Here's what nobody tells you about strong leadership: 63% of senior leaders say they would seek input more often from their teams to help make big decisions if they didn't think doing so would make them look weak.
That's not a skills problem. That's a myth problem.
The moment we inherit the corner office, we inherit a fiction: that authority lives in certainty. That asking for input signals weakness. That the best leaders already know. This assumption is so deeply wired into how we promote people that nobody stops to question it—even when the data tells us it's backwards.
The Lie We Tell Ourselves
A Harris Poll/Turas Leadership survey from January 2026 reveals a disconnect between what senior leaders say they want from their teams, and what they feel safe enough to ask for. The disparity isn't subtle.

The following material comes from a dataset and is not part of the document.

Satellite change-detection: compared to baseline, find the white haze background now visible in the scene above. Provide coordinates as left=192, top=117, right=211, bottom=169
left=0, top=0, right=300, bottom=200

90% of senior leaders say they wish their teams would share constructive feedback that challenges them and the status quo more often. But here's the trap: the same leaders who hunger for challenge are silencing their own hunger for input because they believe asking for it damages their credibility.
Male leaders (71%) are significantly more likely than female leaders (46%) to fear the cost of asking for their team's input on big decisions. The gender gap is telling. It reflects decades of leadership mythology that conflates decisiveness with solitude—a model that never worked but has become tribal.
The Hidden Cost
What gets buried in that 63% number is organizational risk. 63% of Gen Z employees and 52% of Millennials do not feel confident expressing their opinions at work. And only 27% of employees say their leader always encourages and recognizes suggestions for improvement.

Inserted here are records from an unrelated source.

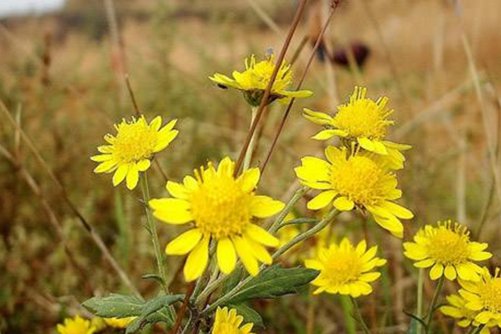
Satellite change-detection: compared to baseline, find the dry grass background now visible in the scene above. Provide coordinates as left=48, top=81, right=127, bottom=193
left=0, top=0, right=501, bottom=333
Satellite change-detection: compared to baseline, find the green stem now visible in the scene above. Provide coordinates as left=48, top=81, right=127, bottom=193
left=426, top=275, right=445, bottom=334
left=416, top=268, right=424, bottom=334
left=141, top=173, right=169, bottom=293
left=350, top=296, right=370, bottom=334
left=243, top=107, right=257, bottom=171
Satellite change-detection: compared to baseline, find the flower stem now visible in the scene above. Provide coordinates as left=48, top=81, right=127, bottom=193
left=243, top=107, right=257, bottom=171
left=426, top=275, right=445, bottom=334
left=350, top=296, right=370, bottom=334
left=141, top=173, right=169, bottom=293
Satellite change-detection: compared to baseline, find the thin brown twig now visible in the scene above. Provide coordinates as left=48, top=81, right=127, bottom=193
left=261, top=6, right=338, bottom=174
left=234, top=0, right=308, bottom=176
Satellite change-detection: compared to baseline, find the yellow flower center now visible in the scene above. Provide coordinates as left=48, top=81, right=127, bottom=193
left=331, top=156, right=391, bottom=205
left=112, top=118, right=158, bottom=164
left=427, top=221, right=470, bottom=265
left=191, top=173, right=252, bottom=239
left=478, top=277, right=501, bottom=313
left=332, top=87, right=393, bottom=139
left=324, top=247, right=362, bottom=285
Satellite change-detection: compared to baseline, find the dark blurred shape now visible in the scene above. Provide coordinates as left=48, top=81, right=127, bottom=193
left=332, top=42, right=371, bottom=68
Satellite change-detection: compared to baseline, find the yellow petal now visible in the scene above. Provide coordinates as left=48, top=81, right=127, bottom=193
left=245, top=224, right=280, bottom=247
left=183, top=237, right=210, bottom=282
left=217, top=238, right=237, bottom=274
left=165, top=229, right=202, bottom=255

This isn't a gap—it's a chasm. Leaders want input. Employees want to give it. But leaders don't feel safe enough to actually initiate collaboration, and adding to the double-bind, many employees still don't feel safe to speak up.
The result? You're making strategic decisions at the point of highest uncertainty—using less than the full intelligence your organization already possesses.
What Actually Matters
I've spent 25 years leading through complexity. The best decisions I've made weren't the ones I made alone. They were the ones I made after I stopped performing certainty and started asking hard questions.

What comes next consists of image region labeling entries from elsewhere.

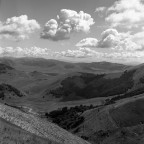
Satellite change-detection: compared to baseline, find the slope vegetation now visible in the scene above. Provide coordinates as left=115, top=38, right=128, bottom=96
left=0, top=104, right=89, bottom=144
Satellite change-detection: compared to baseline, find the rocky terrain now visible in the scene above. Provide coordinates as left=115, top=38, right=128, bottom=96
left=0, top=104, right=89, bottom=144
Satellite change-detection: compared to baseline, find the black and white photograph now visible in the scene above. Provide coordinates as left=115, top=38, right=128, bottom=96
left=0, top=0, right=144, bottom=144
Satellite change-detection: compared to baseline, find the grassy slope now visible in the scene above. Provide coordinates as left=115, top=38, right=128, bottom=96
left=0, top=104, right=89, bottom=144
left=0, top=118, right=56, bottom=144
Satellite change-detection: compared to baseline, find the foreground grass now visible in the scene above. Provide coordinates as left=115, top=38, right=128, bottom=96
left=0, top=104, right=89, bottom=144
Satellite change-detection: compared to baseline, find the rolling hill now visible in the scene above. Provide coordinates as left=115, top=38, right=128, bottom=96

Asking for input isn't weakness. It's method. It's what you do when you're serious about getting it right.
What kills decision quality isn't the absence of authority. It's the absence of intellectual friction. Decisions are better when there is rigorous debate, with research finding that for big-bet decisions, high-quality debate led to decisions that were 2.3 times more likely to be successful.
That doesn't happen when leaders are too invested in looking certain.
The Path Forward
Leaders want to lead differently and believe in modern leadership principles but are still constrained by fear. Organizations need to help leaders build the inner capacity to do it sustainably, under increasingly difficult circumstances.
This isn't about psychology or vulnerability training—though both matter. It's about recognizing that the old model of leadership through mystique is a competitive liability now. The organizations winning in 2026 aren't the ones where leaders pretend they have all the answers. They're the ones where leaders ask the questions nobody else is asking, in real time, with genuine curiosity.
If you're holding back from asking your team what they think, you're not protecting your authority. You're limiting your intelligence. Start there.